Desde 2018, milhares de venezuelanos atravessaram a fronteira para o Brasil. Viveram em condições degradantes e sub-humanas. Ainda vivem. E agora chegaram em Sete Lagoas. Mas quem são essas famílias que têm sido vistas em vários locais da cidade, qual a sua cultura, por que estão aqui e por que estão sempre juntas, incluindo crianças? Elas são o povo  Warao, ou “povo da canoa”, indígenas que habitavam o delta do rio Orinoco, no estado Delta Amacuro e regiões adjacentes dos estados Bolívar e Sucre, na Venezuela. São um povo sem pátria e sem lar.

 

imagem
Warao, "o povo da canoa". Foto: Unicamp
São, portanto, diferenciados em seu modo de vida, em relação a nós, não-índios. Não comem nossa comida, não vivem fechados em casas, não têm endereço fixo. Estão hospedados em uma pensão da cidade e saem todos os dias para os sinais de trânsito, principalmente, para fazerem a “coleta”. Não fazem mendicância nem são pessoas perigosas que ameacem a segurança de qualquer pessoa. São naturalmente arredios às abordagens, não só pela diferença cultural, mas porque não falam nossa língua. 

No habitat natural dos warao, a coleta de frutos e pequenos animais é feita pelas mulheres e crianças, que também produzem, artesanalmente, cestos e roupas. Sem poderem manter essa cultura na vivência urbana, eles adaptaram a coleta para a arrecadação de dinheiro. 

É com o olhar sobre as características especiais dos warao e com a compreensão de sua migração que a Prefeitura de Sete Lagoas precisa enxergá-los e abordá-los. As aproximações, feitas até agora, não deram resultado, por óbvio. E até deixaram as famílias assustadas e ainda mais desconfiadas de qualquer contato. Nenhum intérprete da língua espanhola acompanhou as ações do poder público. Na terça-feira, foram ameaçados de terem as crianças – são 17 - retiradas de seu convívio uma vez que, ao estarem com elas nos locais de “coleta”, estão descumprindo o Estatuto da Criança e do Adolescente. 
 

imagem
Abordagem foi realizada pela Prefeitura, mas sem sucesso
Dois líderes foram levados à delegacia policial. Mas se chegou a um acordo de se manter as crianças com suas mães. O Padre Warlem, da Diocese de Sete Lagoas, esteve junto, acompanhado de um advogado, para ser “voz” dos indígenas. Ele tem sido o contato da Missão Jesuítica que, em Minas Gerais, acolheu venezuelanos, dentro de um programa coordenado pela Comissão Estadual de Apoio a Migrantes e Refugiados. 

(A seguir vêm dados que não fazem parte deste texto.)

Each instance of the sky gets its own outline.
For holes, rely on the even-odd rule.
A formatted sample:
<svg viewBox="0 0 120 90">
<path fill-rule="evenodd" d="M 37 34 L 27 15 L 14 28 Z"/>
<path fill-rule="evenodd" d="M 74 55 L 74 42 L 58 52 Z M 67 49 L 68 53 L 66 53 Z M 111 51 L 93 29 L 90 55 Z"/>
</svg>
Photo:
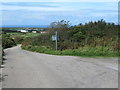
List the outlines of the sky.
<svg viewBox="0 0 120 90">
<path fill-rule="evenodd" d="M 70 21 L 71 25 L 100 19 L 118 23 L 117 0 L 93 1 L 46 0 L 43 2 L 43 0 L 28 0 L 25 2 L 17 0 L 16 2 L 16 0 L 4 0 L 1 3 L 2 7 L 0 6 L 2 12 L 0 20 L 3 26 L 50 25 L 51 22 L 60 20 Z"/>
</svg>

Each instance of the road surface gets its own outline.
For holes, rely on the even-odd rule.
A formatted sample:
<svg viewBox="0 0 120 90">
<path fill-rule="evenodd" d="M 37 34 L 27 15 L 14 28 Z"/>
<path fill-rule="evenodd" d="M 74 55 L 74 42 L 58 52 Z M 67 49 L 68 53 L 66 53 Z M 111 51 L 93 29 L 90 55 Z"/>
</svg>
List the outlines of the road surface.
<svg viewBox="0 0 120 90">
<path fill-rule="evenodd" d="M 55 56 L 5 50 L 3 88 L 118 88 L 117 58 Z"/>
</svg>

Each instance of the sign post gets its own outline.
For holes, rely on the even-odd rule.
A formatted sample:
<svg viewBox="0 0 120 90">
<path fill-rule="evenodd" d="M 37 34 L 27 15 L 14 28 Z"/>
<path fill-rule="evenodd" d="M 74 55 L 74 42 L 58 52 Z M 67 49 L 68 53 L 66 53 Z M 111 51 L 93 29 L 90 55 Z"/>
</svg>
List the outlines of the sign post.
<svg viewBox="0 0 120 90">
<path fill-rule="evenodd" d="M 57 39 L 58 39 L 58 33 L 56 31 L 56 51 L 57 51 Z"/>
<path fill-rule="evenodd" d="M 55 32 L 55 35 L 52 35 L 52 40 L 55 41 L 55 44 L 56 44 L 56 51 L 57 51 L 57 47 L 58 47 L 58 32 L 56 31 Z"/>
</svg>

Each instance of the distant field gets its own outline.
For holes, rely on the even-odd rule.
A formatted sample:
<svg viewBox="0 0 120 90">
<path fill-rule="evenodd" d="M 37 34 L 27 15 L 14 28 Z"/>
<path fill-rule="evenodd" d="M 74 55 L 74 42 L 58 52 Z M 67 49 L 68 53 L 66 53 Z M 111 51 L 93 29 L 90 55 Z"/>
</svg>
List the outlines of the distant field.
<svg viewBox="0 0 120 90">
<path fill-rule="evenodd" d="M 40 35 L 40 33 L 7 33 L 8 35 L 10 35 L 10 37 L 17 37 L 17 36 L 21 36 L 21 37 L 31 37 L 31 36 L 38 36 Z"/>
</svg>

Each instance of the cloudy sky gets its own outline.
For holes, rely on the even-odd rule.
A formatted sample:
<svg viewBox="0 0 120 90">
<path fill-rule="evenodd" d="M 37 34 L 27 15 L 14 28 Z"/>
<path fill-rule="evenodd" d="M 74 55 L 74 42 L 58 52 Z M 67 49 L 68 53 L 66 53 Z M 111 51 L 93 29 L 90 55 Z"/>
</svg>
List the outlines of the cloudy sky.
<svg viewBox="0 0 120 90">
<path fill-rule="evenodd" d="M 18 0 L 19 1 L 19 0 Z M 28 0 L 29 1 L 29 0 Z M 53 21 L 68 20 L 72 25 L 104 19 L 118 22 L 118 2 L 78 2 L 78 0 L 44 0 L 29 2 L 5 0 L 2 2 L 3 25 L 49 25 Z M 97 1 L 97 0 L 96 0 Z"/>
</svg>

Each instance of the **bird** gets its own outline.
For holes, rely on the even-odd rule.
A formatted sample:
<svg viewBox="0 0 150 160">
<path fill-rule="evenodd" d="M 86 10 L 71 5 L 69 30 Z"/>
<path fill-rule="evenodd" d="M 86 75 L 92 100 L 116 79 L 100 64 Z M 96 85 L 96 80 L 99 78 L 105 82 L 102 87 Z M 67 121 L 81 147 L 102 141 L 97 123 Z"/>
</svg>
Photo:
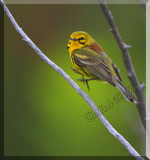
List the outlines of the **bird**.
<svg viewBox="0 0 150 160">
<path fill-rule="evenodd" d="M 88 33 L 73 32 L 67 48 L 75 67 L 71 69 L 82 76 L 78 80 L 86 82 L 88 90 L 90 89 L 88 81 L 97 80 L 118 88 L 127 101 L 136 102 L 135 96 L 122 84 L 119 68 Z"/>
</svg>

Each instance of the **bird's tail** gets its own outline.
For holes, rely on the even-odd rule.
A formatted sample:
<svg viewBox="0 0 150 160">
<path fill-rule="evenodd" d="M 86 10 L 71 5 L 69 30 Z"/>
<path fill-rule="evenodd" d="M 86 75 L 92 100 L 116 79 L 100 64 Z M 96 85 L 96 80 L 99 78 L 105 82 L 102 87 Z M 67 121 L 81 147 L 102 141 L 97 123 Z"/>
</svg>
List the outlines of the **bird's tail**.
<svg viewBox="0 0 150 160">
<path fill-rule="evenodd" d="M 119 80 L 115 79 L 114 83 L 128 101 L 130 102 L 136 101 L 134 95 Z"/>
</svg>

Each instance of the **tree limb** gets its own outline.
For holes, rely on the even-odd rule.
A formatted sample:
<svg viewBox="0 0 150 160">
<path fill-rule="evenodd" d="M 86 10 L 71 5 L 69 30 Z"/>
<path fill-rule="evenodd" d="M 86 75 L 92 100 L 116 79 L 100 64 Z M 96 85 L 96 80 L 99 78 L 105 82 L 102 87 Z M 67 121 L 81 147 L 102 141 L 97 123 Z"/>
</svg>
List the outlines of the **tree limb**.
<svg viewBox="0 0 150 160">
<path fill-rule="evenodd" d="M 105 0 L 98 0 L 98 1 L 99 1 L 100 7 L 101 7 L 103 13 L 106 16 L 106 19 L 109 22 L 109 25 L 111 27 L 110 31 L 113 32 L 113 34 L 116 38 L 116 41 L 117 41 L 117 43 L 123 53 L 123 61 L 124 61 L 124 64 L 125 64 L 125 67 L 127 70 L 127 77 L 129 78 L 129 80 L 135 90 L 135 94 L 137 96 L 136 106 L 138 108 L 143 126 L 146 129 L 146 106 L 145 106 L 145 97 L 144 97 L 145 84 L 144 83 L 140 84 L 138 81 L 138 78 L 136 76 L 136 73 L 135 73 L 135 70 L 134 70 L 134 67 L 133 67 L 133 64 L 131 61 L 131 57 L 128 52 L 128 48 L 130 48 L 131 46 L 126 45 L 123 42 L 123 39 L 119 33 L 119 30 L 115 24 L 114 17 L 112 16 L 111 11 L 109 10 Z"/>
<path fill-rule="evenodd" d="M 134 156 L 138 160 L 144 160 L 139 153 L 129 144 L 129 142 L 119 134 L 112 125 L 106 120 L 106 118 L 102 115 L 99 111 L 97 106 L 94 104 L 92 99 L 87 95 L 85 92 L 81 90 L 81 88 L 55 63 L 53 63 L 47 56 L 45 56 L 42 51 L 31 41 L 31 39 L 24 33 L 24 31 L 19 27 L 15 19 L 13 18 L 12 14 L 10 13 L 9 9 L 5 5 L 3 0 L 0 0 L 0 4 L 2 5 L 4 12 L 10 19 L 11 23 L 15 27 L 16 31 L 23 37 L 23 40 L 28 43 L 28 45 L 41 57 L 43 61 L 45 61 L 48 65 L 53 67 L 61 76 L 80 94 L 85 101 L 91 106 L 97 117 L 101 120 L 103 125 L 107 128 L 107 130 L 118 140 L 120 141 L 124 147 L 129 151 L 129 153 Z"/>
</svg>

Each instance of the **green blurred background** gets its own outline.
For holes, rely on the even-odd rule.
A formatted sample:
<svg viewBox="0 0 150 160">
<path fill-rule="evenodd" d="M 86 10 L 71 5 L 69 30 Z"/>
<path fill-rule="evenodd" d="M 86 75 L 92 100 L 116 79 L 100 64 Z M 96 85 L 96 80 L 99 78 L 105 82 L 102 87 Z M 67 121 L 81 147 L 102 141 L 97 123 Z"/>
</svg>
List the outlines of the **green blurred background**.
<svg viewBox="0 0 150 160">
<path fill-rule="evenodd" d="M 126 86 L 130 82 L 122 53 L 109 32 L 99 5 L 8 5 L 14 18 L 33 42 L 60 66 L 98 107 L 111 109 L 104 116 L 131 145 L 144 154 L 144 129 L 134 104 L 107 84 L 76 81 L 66 48 L 70 34 L 88 32 L 120 68 Z M 145 82 L 145 9 L 138 4 L 109 5 L 129 49 L 136 74 Z M 22 40 L 5 15 L 5 155 L 6 156 L 128 156 L 90 106 L 53 68 Z M 90 113 L 89 115 L 87 115 Z M 87 119 L 88 118 L 88 119 Z M 93 119 L 92 119 L 93 118 Z M 90 120 L 89 120 L 90 119 Z"/>
</svg>

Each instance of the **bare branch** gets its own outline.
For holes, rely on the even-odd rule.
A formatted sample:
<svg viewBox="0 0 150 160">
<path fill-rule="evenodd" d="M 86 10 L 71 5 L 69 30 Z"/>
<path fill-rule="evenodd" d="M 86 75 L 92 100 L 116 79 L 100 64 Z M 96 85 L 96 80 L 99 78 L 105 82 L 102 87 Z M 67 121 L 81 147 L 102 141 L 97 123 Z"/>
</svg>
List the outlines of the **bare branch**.
<svg viewBox="0 0 150 160">
<path fill-rule="evenodd" d="M 31 41 L 31 39 L 24 33 L 24 31 L 18 26 L 17 22 L 13 18 L 12 14 L 8 10 L 3 0 L 0 0 L 0 4 L 3 6 L 4 12 L 9 17 L 11 23 L 15 27 L 16 31 L 22 36 L 23 40 L 28 43 L 28 45 L 41 57 L 43 61 L 45 61 L 48 65 L 53 67 L 61 76 L 80 94 L 85 101 L 91 106 L 97 117 L 101 120 L 103 125 L 107 128 L 107 130 L 118 140 L 120 141 L 124 147 L 129 151 L 129 153 L 134 156 L 138 160 L 144 160 L 139 153 L 129 144 L 129 142 L 119 134 L 112 125 L 106 120 L 106 118 L 99 111 L 97 106 L 94 104 L 92 99 L 85 92 L 81 90 L 81 88 L 55 63 L 53 63 L 47 56 L 45 56 L 42 51 Z"/>
<path fill-rule="evenodd" d="M 114 21 L 114 17 L 111 14 L 111 11 L 109 10 L 107 4 L 105 3 L 105 0 L 98 0 L 100 7 L 103 11 L 103 13 L 106 16 L 106 19 L 109 22 L 109 25 L 111 27 L 111 32 L 113 32 L 116 41 L 123 53 L 123 60 L 124 60 L 124 64 L 127 70 L 127 77 L 129 78 L 134 90 L 135 90 L 135 94 L 137 96 L 137 103 L 136 106 L 138 108 L 142 123 L 144 128 L 146 129 L 146 106 L 145 106 L 145 97 L 144 97 L 144 85 L 140 84 L 138 81 L 138 78 L 136 76 L 132 61 L 131 61 L 131 57 L 130 54 L 128 52 L 128 48 L 130 48 L 130 45 L 126 45 L 123 42 L 123 39 L 119 33 L 119 30 L 115 24 Z"/>
</svg>

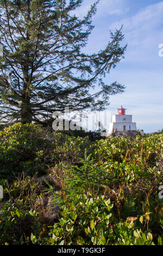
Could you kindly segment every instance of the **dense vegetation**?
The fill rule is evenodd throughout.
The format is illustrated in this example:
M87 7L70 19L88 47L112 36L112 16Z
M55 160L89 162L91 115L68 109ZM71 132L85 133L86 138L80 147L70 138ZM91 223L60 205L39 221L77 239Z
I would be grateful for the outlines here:
M93 142L34 124L5 128L0 244L162 245L162 139ZM59 209L51 219L42 204L50 197Z

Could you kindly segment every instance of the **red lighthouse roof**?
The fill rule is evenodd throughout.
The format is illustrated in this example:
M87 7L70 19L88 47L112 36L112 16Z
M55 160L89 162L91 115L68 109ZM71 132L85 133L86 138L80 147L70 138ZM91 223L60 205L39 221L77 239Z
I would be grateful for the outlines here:
M119 115L125 115L126 108L124 108L122 107L122 106L120 107L120 108L118 108L118 113Z

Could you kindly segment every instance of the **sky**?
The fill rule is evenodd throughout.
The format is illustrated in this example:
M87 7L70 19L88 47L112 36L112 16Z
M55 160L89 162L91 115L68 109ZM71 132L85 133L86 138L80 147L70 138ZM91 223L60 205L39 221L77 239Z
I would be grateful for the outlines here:
M94 2L84 0L76 15L82 18ZM111 113L110 121L111 115L117 114L117 108L122 106L127 108L126 114L133 115L137 127L145 132L161 130L163 1L100 0L92 25L95 27L84 52L93 53L104 48L109 41L110 31L114 32L122 25L124 34L122 45L128 44L125 58L105 78L108 84L117 81L126 87L122 94L110 96L107 109Z

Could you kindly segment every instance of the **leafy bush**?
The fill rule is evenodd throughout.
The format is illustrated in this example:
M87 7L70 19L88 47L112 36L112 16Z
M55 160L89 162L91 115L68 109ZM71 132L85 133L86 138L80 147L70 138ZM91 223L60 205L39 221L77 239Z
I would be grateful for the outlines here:
M162 136L92 142L20 123L0 131L0 244L162 245ZM39 186L45 173L61 190ZM49 195L60 209L51 227L36 204Z

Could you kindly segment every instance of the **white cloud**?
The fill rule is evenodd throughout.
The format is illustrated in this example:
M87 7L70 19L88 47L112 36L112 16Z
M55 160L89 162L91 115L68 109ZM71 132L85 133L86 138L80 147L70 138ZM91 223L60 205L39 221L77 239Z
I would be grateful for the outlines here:
M74 13L80 18L85 15L95 0L84 0L82 5L77 9ZM96 17L103 15L120 15L129 11L129 8L123 7L124 0L100 0L97 5Z

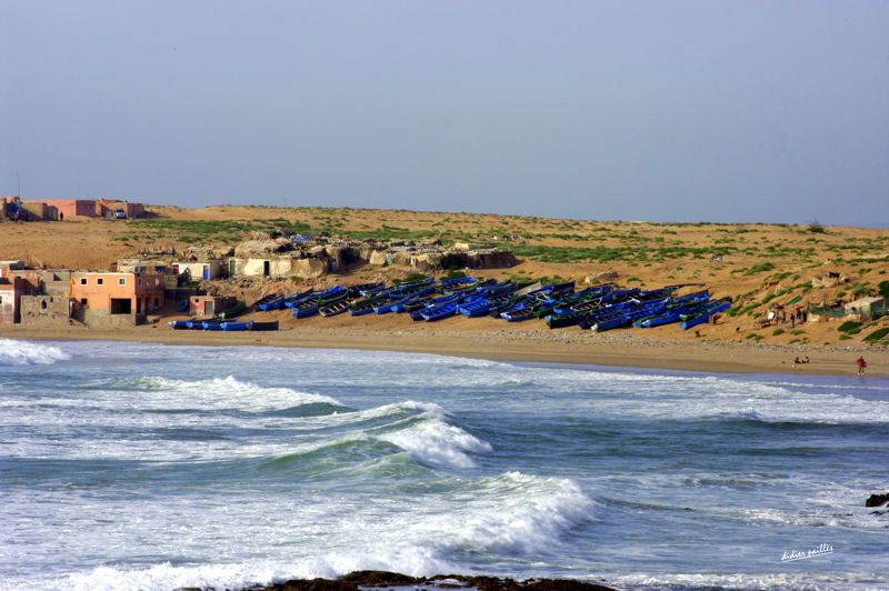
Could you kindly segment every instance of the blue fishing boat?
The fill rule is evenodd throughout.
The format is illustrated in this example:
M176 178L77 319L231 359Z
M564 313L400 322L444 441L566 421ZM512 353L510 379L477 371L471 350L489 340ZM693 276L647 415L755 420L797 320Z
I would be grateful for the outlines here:
M233 330L253 330L253 319L251 318L247 322L222 322L220 324L222 330L233 331Z
M705 307L705 309L699 313L680 322L679 328L681 328L682 330L688 330L692 327L697 327L698 324L703 324L705 322L709 321L713 314L731 308L730 300L719 300L711 303L712 305Z
M297 293L294 293L293 296L296 296ZM281 308L284 307L284 300L287 299L288 299L287 296L278 296L277 298L273 298L267 302L260 303L259 309L262 310L263 312L269 312L271 310L280 310Z
M475 283L477 280L475 277L456 277L453 279L442 279L440 281L442 287L455 287L455 286L468 286L469 283Z
M377 289L382 289L386 287L386 281L377 281L376 283L361 283L359 286L350 286L349 287L349 297L357 298L358 296L363 296L362 291L371 291Z
M444 303L432 308L426 308L422 311L422 317L427 322L434 322L452 317L457 312L457 303Z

Ele explica que este grupo que está na cidade veio de Montes Claros, onde existe um espaço organizado de acolhimento de venezuelanos. “Os indígenas vivem em trânsito. Adquiriram o costume de irem para espaços urbanos desde final da década de 60, quando houve o represamento do rio de onde retiravam seu sustento”, informa Padre Warlem. A situação se intensificou com o caos vivido pelo País, com a migração em massa para o Brasil. 

Segundo o padre, em razão desse costume adquirido não se sabe por quanto tempo ficarão na cidade. “O respeito a eles é necessário e também a conquista da confiança”, acrescenta. O retorno deles ao habitat natural – no caso, agora, em Montes Claros – deve ocorrer naturalmente, mas não se sabe quando isso acontecerá. 

Sobre informações divulgadas de que os indígenas estão jogando no lixo doações que recebem, também há justificativa cultural. O hábito alimentar deles vem da terra, como inhame e mandioca, e não comem carne de boi nem de porco. Também não comem feijão e estão conhecendo o arroz e o macarrão, que têm comido. Também não bebem leite. Se tomam, têm problemas intestinais.

Uma comissão formada na cidade está buscando uma solução e fará contato com a Secretaria de Assistência Social, de forma a se respeitar os hábitos culturais e manter a dignidade humana do grupo. De acordo com informações publicadas no site Conjur – Consultor Jurídico, “os indígenas warao representam um desafio jurídico, sociológico e político. Isto porque transcendem a condição imigrante e demandam proteção jurídica específica como indígenas”.